Of course, if you must, you can opt not to invite either of them. If it’s just going to cause them more grief anyway (“You invited her to your party but not me???”), then there is nothing wrong with leaving them both out of the fun. They should be capable of being adults, but if their relationship blues are going to get in the way of that kind of thinking, you shouldn’t have to deal with it. It may save you a lot of trouble and explaining if you just opt not to invite either of them.

Unfortunately, if your party is an annual event and they both know about it, you’re going to have to explain to whoever isn’t invited why that is so. It’s kind of a dick move to do it pre-emptively, but it may be necessary to save the friendship in the long run.

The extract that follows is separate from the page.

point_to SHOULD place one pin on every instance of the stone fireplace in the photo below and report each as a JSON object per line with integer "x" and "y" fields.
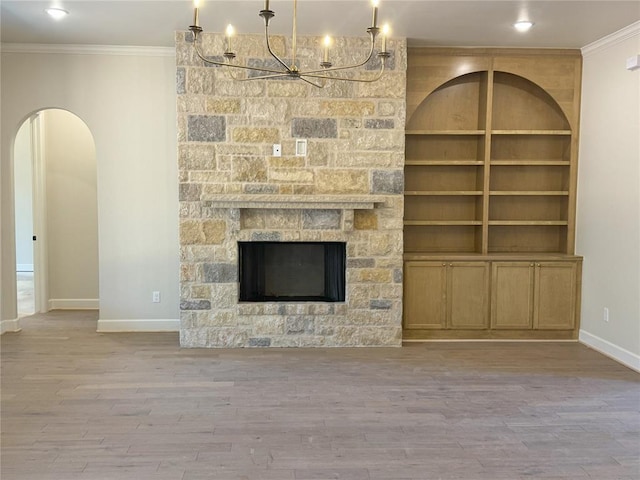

If you end up not inviting either of them, write them each a separate email explaining that you love them both too much to choose between them, and you didn’t want to cause them pain by inviting both of them to your party. Once again, adults would understand. Maybe next year they’ll be capable of standing to be in each other’s presence again and you can invite both of them.

Basically, your guiding principle here should be your own feelings. Obviously their feelings are going to be somewhat hard to deal with right now, but yours are what matter in deciding what you want your party to be like.